Bush Lies Once Again About Kerry And Taxes
The latest Bush lie to get debunked, this time by the Bush-friendly National Federation of Independent Business of all groups, is the claim by Bush that John Kerry’s rollback of tax cuts for those making over $200,000 a year would be a tax increase on small businesses.
"Taxing the rich?" Bush said during a recent White House forum where his guests included the owners of a hair salon, a convenience store franchise and an office supply dealer.
"When you're running up individual tax rates, you're taxing small businesses," he said.
Except, as usual with Bush, this is a lie.

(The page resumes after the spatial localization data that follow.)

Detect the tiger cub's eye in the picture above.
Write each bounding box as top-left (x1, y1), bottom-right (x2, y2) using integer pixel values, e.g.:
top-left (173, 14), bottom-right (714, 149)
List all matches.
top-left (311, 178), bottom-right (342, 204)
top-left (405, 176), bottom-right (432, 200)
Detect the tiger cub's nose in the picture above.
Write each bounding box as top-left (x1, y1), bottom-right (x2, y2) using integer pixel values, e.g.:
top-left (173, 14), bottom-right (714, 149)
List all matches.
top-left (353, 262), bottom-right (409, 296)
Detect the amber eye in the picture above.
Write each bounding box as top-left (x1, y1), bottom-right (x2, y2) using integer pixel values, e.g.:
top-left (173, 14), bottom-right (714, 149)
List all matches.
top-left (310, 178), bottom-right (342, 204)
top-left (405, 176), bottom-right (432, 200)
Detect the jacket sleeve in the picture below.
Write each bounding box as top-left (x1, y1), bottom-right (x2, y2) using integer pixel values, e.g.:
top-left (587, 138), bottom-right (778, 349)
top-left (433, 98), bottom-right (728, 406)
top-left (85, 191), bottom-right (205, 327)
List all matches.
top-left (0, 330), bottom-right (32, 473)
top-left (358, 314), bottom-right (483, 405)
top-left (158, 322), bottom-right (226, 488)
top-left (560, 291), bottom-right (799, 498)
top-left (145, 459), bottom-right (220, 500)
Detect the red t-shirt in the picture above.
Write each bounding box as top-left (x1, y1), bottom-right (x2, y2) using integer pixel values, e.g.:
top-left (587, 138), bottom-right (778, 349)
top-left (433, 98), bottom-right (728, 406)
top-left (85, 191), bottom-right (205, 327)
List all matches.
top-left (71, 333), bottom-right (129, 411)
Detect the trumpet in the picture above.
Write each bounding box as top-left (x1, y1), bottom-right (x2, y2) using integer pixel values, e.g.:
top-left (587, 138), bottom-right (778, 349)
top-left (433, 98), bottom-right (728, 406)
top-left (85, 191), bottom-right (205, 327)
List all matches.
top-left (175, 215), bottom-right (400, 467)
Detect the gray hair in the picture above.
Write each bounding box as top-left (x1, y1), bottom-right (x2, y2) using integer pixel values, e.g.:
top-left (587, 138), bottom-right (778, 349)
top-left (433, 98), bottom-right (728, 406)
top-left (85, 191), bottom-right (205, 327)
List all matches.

But data from the Internal Revenue Service and the Census Bureau suggest the vast majority of small businesses provide their owners with incomes far below the $200,000-a-year mark where Kerry says he would begin eliminating tax cuts.
The only problem is that most companies in the small-business world are so-called Main Street businesses with 10 or fewer employees, including restaurants, small retailers and small manufacturers, Census and IRS data show.
Their profits fall into a median range of $40,000 and $60,000, according to the National Federation of Independent Business, a leading advocate of the small-business community. That puts them just above U.S. median household income of $42,409.
"These are not rich people," said NFIB researcher Bruce Phillips. "Changing the tax cut for the wealthiest Americans, for the most part, doesn't apply to our membership."
Just another Bush lie, this time brought to you by the IRS and NFIB, two places that Bush could have checked with before lying.